Forget about DOING MAXIMUM POTENTIAL! and use these 25 minutes to sit quietly with a cup of coffee, the cat in your lap, staring out the window, just letting your thoughts drift and instead of DOING MAXIMUM POTENTIAL! by practising full-contact origami, just. Be content. With yourself. Listen to your heartbeat. Stare at the surfaces of your hands. Block out the noise and block out the worry and block out the fear of not DOING MAXIMUM POTENTIAL! and just breathe.
posted by turgid dahlia at 2:59 PM on August 20, 2008 [4 favorites]

Juggle breast implants.
posted by luckypozzo at 3:01 PM on August 20, 2008

I would caution against what turgid dahlia recommends; it's simply a prescription for DOING MAXIMUM POTENTIAL thought-drifting. Make do with whatever breathing and reflecting you're already getting done. Have you never been mellow?
posted by Clyde Mnestra at 3:10 PM on August 20, 2008

...it's simply a prescription for DOING MAXIMUM POTENTIAL thought-drifting...

But that's exactly the point. Let your thoughts drift. Don't put a fence around your soul, man! What danger could this possibly pose, allowing your mind a bit of free time, to do what it wants to do? Enjoy the connections your make between one thought and the next. Like books lead to other books, thoughts lead to other thoughts, and who knows where you might end up?
posted by turgid dahlia at 3:14 PM on August 20, 2008

Read a newspaper.
posted by Kadin2048 at 4:27 PM on August 20, 2008

Do some cleaning.
posted by divabat at 10:51 PM on August 21, 2008

When I cut my commute from 40 minutes each way to 15 minutes each way, I took up bike commuting. The exercise is fabulous, the views are great, and it's good for letting my thoughts drift. Altho not so far as to fall off or ride into traffic or anything!

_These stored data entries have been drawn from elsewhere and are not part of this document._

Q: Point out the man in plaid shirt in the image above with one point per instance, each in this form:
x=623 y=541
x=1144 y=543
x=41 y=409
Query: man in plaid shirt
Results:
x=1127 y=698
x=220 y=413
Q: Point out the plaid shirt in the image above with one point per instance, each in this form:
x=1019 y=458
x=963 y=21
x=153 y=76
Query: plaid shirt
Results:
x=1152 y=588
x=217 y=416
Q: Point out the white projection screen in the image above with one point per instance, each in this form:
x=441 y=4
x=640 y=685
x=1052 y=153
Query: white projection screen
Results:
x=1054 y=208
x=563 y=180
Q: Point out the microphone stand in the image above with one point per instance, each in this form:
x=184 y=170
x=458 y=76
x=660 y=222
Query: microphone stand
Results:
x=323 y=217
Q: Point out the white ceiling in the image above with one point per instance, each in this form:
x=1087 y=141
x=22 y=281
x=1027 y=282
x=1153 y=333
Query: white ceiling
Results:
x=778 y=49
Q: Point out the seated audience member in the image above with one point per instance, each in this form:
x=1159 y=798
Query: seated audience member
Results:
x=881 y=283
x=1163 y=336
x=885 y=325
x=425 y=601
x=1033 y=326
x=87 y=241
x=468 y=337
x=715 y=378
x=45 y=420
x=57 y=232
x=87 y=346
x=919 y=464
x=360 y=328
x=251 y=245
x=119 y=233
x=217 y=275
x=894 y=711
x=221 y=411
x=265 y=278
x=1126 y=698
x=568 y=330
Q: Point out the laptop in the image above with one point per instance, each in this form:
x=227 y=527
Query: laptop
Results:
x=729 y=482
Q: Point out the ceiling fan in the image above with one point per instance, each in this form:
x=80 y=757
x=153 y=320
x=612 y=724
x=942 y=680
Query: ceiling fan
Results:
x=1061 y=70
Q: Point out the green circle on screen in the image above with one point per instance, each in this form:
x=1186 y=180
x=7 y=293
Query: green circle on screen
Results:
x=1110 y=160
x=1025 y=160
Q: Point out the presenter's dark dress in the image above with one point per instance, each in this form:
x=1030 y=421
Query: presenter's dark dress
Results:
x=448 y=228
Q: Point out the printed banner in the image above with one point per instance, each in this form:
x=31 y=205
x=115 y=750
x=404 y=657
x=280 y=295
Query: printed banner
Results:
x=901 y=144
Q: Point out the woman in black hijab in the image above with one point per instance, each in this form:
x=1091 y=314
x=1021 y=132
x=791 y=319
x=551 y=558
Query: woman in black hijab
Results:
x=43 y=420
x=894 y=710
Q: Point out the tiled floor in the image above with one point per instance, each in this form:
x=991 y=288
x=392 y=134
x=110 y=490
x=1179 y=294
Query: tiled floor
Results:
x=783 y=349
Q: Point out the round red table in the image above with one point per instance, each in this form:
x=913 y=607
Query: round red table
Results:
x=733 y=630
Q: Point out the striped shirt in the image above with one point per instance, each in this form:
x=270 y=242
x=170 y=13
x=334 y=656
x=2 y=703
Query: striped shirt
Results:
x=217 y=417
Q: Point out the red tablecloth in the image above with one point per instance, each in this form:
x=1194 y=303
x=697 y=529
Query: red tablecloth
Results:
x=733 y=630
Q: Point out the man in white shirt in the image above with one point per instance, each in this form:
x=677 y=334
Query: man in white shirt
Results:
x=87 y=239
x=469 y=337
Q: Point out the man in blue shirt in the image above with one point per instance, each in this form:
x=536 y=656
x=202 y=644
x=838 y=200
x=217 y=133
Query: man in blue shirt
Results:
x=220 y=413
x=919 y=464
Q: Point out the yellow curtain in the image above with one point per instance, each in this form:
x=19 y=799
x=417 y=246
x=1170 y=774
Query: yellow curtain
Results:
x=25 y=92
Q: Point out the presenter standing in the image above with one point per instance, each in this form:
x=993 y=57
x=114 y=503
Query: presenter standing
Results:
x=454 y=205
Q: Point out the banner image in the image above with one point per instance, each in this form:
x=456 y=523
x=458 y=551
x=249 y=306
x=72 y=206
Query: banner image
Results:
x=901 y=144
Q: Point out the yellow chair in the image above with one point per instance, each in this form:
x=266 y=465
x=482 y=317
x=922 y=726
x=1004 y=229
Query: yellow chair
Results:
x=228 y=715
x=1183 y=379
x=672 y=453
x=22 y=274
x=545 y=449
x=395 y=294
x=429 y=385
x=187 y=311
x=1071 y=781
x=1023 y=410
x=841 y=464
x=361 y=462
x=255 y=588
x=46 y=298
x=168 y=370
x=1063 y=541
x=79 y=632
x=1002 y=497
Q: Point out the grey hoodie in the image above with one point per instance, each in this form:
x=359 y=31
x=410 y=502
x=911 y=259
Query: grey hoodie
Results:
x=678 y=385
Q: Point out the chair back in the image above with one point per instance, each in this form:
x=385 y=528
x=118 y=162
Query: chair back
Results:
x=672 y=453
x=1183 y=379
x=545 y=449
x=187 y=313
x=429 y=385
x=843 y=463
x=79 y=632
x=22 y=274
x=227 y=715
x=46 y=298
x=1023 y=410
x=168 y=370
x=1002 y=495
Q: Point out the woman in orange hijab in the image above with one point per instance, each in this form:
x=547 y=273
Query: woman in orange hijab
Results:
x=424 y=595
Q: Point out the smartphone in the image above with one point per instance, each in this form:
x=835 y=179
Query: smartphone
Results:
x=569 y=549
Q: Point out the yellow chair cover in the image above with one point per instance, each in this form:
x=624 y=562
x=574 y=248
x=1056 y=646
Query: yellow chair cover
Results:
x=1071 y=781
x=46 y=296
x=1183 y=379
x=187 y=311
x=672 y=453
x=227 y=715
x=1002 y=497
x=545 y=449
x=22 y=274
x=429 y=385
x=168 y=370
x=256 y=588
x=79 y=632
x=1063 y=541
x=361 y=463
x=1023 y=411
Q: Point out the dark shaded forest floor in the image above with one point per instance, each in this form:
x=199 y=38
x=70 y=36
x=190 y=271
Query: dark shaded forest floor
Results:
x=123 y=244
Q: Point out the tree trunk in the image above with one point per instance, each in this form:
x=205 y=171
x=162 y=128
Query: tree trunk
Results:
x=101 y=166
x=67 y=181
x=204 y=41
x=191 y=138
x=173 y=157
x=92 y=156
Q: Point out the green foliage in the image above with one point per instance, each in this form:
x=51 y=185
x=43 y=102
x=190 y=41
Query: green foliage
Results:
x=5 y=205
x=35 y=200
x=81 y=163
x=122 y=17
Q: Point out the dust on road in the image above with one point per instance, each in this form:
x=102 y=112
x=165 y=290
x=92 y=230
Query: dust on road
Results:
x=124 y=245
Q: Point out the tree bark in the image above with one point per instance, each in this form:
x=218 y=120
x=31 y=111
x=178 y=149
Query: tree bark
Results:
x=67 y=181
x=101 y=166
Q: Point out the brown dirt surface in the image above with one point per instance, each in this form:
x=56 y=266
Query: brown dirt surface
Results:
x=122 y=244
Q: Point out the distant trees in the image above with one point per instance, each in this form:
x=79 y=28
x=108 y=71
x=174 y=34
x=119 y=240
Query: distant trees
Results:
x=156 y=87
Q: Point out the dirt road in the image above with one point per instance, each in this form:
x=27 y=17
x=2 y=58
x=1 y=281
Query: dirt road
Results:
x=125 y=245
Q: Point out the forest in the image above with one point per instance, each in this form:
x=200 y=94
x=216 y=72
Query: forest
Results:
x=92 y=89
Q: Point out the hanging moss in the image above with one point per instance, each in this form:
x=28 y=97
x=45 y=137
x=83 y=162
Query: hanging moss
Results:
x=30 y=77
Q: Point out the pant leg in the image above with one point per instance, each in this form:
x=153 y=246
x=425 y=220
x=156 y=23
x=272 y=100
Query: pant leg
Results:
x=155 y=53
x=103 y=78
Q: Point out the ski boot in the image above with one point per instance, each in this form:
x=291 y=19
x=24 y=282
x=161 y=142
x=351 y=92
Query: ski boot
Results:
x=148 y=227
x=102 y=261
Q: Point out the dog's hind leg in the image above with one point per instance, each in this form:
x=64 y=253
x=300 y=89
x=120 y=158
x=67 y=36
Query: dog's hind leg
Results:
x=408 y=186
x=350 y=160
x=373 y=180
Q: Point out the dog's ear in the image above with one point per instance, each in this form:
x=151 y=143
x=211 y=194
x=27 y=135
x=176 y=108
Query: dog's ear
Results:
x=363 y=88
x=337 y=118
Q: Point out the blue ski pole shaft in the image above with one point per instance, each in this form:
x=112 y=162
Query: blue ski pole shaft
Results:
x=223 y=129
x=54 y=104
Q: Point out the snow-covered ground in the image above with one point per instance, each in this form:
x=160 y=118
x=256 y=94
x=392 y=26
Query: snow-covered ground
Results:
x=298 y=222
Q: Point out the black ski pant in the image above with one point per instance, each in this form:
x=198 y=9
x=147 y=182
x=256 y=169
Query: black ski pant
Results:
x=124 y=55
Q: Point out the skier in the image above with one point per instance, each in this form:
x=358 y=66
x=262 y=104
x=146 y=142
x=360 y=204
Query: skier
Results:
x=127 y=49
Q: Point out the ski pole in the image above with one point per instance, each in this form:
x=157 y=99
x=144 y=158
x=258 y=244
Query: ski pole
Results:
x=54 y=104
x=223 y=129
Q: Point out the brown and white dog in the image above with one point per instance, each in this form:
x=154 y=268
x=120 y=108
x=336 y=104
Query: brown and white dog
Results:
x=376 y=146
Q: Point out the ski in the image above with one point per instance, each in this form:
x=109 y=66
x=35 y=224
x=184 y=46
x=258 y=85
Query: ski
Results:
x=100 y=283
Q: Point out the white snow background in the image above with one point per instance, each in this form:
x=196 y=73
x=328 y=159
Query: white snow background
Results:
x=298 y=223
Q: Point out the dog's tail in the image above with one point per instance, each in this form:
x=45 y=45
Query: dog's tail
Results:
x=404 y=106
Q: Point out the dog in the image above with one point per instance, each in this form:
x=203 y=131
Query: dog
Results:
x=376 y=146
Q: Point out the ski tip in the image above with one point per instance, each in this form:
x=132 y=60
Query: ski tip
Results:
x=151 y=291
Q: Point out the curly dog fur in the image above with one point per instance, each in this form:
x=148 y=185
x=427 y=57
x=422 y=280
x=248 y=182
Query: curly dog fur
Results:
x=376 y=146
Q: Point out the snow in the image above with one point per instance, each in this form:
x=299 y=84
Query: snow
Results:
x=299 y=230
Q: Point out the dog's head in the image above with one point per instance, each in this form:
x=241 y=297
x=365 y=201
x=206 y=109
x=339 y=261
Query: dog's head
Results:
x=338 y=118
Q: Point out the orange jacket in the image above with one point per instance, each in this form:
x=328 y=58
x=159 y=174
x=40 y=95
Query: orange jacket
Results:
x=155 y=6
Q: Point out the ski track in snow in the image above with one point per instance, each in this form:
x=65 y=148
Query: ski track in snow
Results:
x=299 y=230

In the winter, it's been bus commuting, which becomes my time to read or write. You might enjoy crochet on the bus if busing is convenient for you.

Either way, I save mega-cash! (Srsly, I worked out that even my short drive is like $2+/day in my little truck, whereas the bus is $1.50, and I get reimbursed for that.)

Sleep and breakfast are also excellent suggestions.